3a) k-fold cross-validation is implemented by taking the set of n observations and randomly splitting into k non-overlapping groups. Each of these groups acts as a validation set and the remainder as a training set. The test error is estimated by averaging the k resulting MSE estimates.

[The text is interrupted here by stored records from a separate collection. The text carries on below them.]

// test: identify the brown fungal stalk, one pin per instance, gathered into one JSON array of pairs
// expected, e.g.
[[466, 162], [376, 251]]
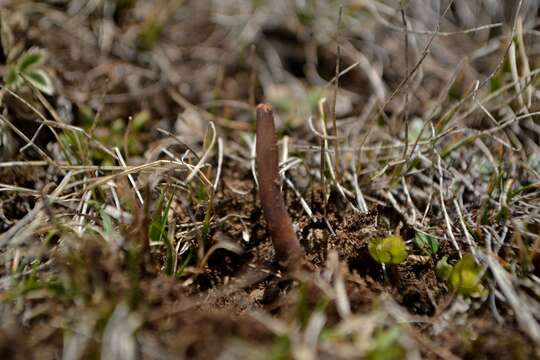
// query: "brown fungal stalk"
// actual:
[[284, 238]]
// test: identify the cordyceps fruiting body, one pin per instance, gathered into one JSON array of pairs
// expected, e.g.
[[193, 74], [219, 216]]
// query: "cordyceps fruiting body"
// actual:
[[284, 240]]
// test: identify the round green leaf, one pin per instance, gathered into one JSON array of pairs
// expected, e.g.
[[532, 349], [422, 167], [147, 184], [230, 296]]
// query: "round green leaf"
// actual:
[[389, 250]]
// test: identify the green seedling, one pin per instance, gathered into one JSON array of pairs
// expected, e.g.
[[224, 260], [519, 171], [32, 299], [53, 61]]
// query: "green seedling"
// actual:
[[464, 278], [28, 69], [390, 250], [427, 243]]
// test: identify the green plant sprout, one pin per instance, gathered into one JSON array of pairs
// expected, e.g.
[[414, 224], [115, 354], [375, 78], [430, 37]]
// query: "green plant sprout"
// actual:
[[427, 243], [464, 278], [389, 250], [28, 68]]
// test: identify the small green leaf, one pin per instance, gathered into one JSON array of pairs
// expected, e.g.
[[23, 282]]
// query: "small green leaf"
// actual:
[[427, 243], [389, 250], [30, 60], [466, 278], [40, 80], [443, 269], [140, 120]]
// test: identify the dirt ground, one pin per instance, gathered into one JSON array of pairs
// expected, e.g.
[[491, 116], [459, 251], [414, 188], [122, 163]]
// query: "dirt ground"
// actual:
[[130, 219]]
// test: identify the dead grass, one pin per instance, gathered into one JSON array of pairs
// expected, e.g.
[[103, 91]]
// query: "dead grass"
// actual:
[[129, 214]]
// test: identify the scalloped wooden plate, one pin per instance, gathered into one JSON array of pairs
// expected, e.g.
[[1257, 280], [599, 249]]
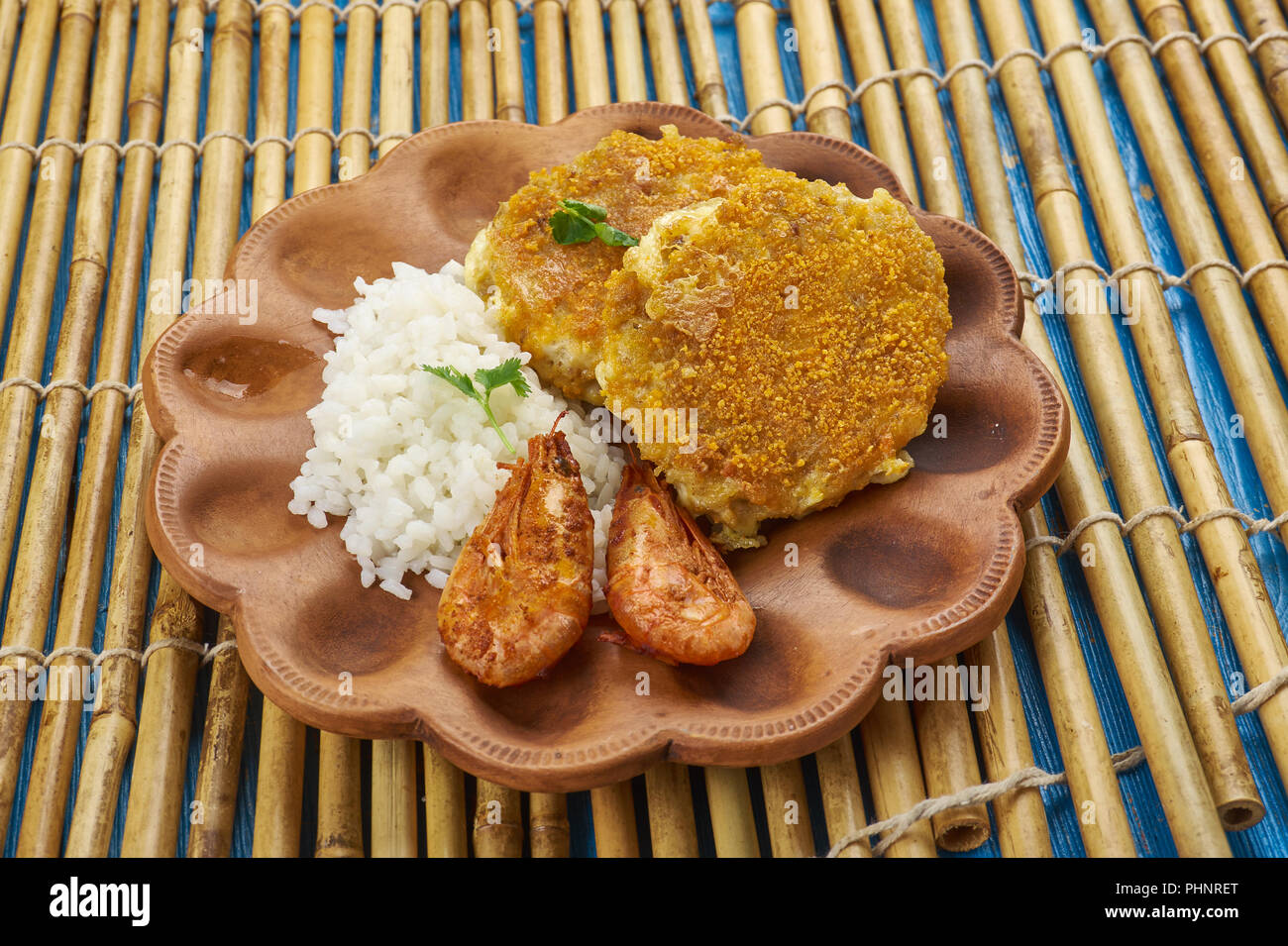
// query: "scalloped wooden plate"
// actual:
[[922, 568]]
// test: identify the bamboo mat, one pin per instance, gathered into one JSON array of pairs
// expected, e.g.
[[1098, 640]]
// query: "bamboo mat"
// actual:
[[1086, 138]]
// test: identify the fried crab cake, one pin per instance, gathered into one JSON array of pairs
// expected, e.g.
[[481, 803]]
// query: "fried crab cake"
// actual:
[[550, 293], [794, 331]]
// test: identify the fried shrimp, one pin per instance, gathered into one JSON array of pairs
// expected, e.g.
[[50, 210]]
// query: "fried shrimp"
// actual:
[[519, 594], [549, 293], [669, 588], [802, 327]]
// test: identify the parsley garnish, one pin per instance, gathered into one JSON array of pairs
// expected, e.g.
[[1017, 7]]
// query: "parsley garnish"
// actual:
[[581, 223], [489, 378]]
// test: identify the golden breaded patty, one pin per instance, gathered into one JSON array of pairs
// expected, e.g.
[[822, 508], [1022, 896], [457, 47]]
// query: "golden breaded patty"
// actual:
[[805, 328], [550, 295]]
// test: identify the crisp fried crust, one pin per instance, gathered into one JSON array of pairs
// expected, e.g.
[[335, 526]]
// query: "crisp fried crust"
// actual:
[[804, 325], [550, 295]]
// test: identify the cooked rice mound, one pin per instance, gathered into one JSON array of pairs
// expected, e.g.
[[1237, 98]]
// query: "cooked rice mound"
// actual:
[[805, 326], [549, 293]]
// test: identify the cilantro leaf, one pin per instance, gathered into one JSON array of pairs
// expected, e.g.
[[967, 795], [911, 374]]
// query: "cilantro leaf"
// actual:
[[505, 373], [591, 211], [614, 237], [455, 377], [567, 227], [580, 223]]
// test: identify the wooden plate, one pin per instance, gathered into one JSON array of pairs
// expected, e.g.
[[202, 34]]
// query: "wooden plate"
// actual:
[[921, 569]]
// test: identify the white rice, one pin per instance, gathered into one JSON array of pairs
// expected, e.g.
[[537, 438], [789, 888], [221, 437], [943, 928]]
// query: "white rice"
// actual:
[[407, 459]]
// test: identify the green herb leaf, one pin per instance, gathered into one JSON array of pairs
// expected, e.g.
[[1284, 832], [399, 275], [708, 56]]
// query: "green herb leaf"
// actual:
[[568, 227], [591, 211], [614, 237], [455, 377], [505, 373], [509, 372], [580, 223]]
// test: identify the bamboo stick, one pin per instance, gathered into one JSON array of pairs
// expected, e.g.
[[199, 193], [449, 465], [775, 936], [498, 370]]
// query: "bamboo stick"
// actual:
[[787, 809], [1103, 822], [943, 729], [271, 112], [938, 180], [215, 795], [763, 81], [902, 790], [112, 727], [756, 22], [827, 112], [879, 104], [733, 825], [664, 50], [673, 829], [339, 833], [445, 807], [445, 784], [9, 11], [548, 35], [151, 824], [613, 811], [1247, 222], [393, 762], [1236, 77], [397, 76], [711, 94], [623, 17], [51, 773], [228, 683], [279, 786], [1225, 549], [161, 752], [497, 824], [842, 802], [436, 78], [477, 97], [1004, 739], [339, 825], [30, 326], [949, 766], [279, 789], [1261, 17], [1175, 761], [507, 62], [393, 798], [589, 53], [894, 774], [548, 825]]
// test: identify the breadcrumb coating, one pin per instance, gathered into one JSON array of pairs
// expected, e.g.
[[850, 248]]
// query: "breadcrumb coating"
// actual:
[[549, 293], [806, 328]]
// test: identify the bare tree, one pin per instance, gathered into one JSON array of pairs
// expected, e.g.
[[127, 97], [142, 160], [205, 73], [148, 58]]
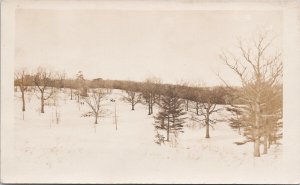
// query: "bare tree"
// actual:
[[94, 101], [257, 70], [42, 80], [171, 113], [208, 106], [133, 98], [21, 80]]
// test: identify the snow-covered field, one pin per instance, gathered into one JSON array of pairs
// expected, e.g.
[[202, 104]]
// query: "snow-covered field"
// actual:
[[75, 150]]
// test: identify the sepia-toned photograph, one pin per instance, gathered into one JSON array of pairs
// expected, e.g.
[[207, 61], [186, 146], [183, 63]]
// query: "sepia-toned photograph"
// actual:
[[149, 92]]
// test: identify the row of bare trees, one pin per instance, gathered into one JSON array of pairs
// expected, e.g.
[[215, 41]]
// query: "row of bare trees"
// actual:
[[259, 70]]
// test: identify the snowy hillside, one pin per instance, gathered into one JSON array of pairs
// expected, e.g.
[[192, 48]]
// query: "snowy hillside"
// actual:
[[74, 146]]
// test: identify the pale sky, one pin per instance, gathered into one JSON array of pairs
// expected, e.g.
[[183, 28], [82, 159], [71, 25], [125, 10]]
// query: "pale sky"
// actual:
[[134, 45]]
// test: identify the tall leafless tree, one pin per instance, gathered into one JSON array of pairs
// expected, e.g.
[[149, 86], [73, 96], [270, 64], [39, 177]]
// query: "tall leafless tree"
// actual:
[[258, 68], [21, 80], [42, 80], [94, 101], [171, 112], [207, 102]]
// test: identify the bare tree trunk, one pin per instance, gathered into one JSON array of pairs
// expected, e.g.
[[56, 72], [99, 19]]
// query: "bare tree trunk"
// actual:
[[207, 127], [256, 130], [269, 141], [265, 144], [187, 105], [168, 129], [149, 107], [23, 100], [256, 146], [42, 103], [96, 119]]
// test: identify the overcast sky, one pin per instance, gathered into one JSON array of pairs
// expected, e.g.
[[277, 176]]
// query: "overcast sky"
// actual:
[[134, 45]]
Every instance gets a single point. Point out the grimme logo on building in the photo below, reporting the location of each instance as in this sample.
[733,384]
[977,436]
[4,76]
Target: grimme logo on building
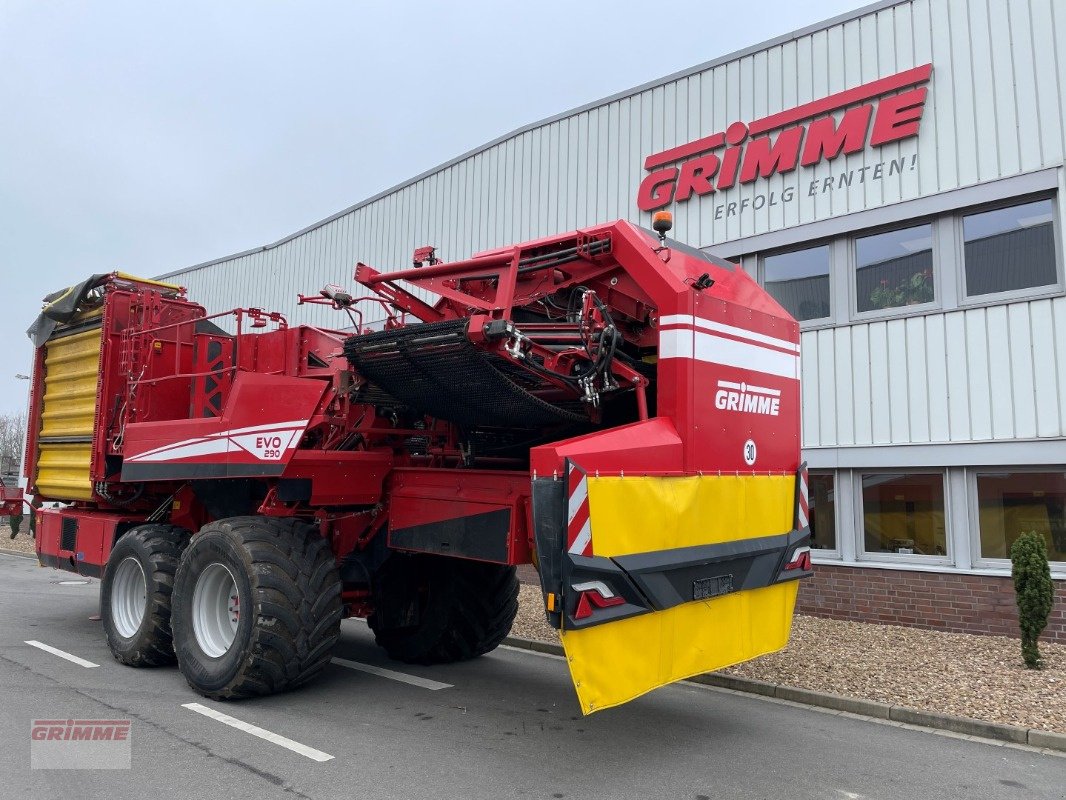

3bi) Compared to validation set approach where half of training data is turned to validation set, k-fold cross-validation provides better model fit as all the data is used for training. In other words, 1) the estimated test error rate can be high depending on which data is in the training set. 2) The validation set error may overestimate the test error rate for the model fit on the entire data set

3bii) Compared to Leave One Out Cross validation (LOOCV), k-fold CV requires much less computation power as the model is only fit k times, typically between 5 and 10, compared to n times when LOOCV is used. Also, LOOCV has higher variance but lower bias than k-fold CV.

4)To estimate the standard deviation of our prediction, we use the bootstrap method (sampling with replacement), where we create many bootstrap samples and for each one we fit a model and compute our response Y prediction. We then take the standard deviation of the many Y predictions.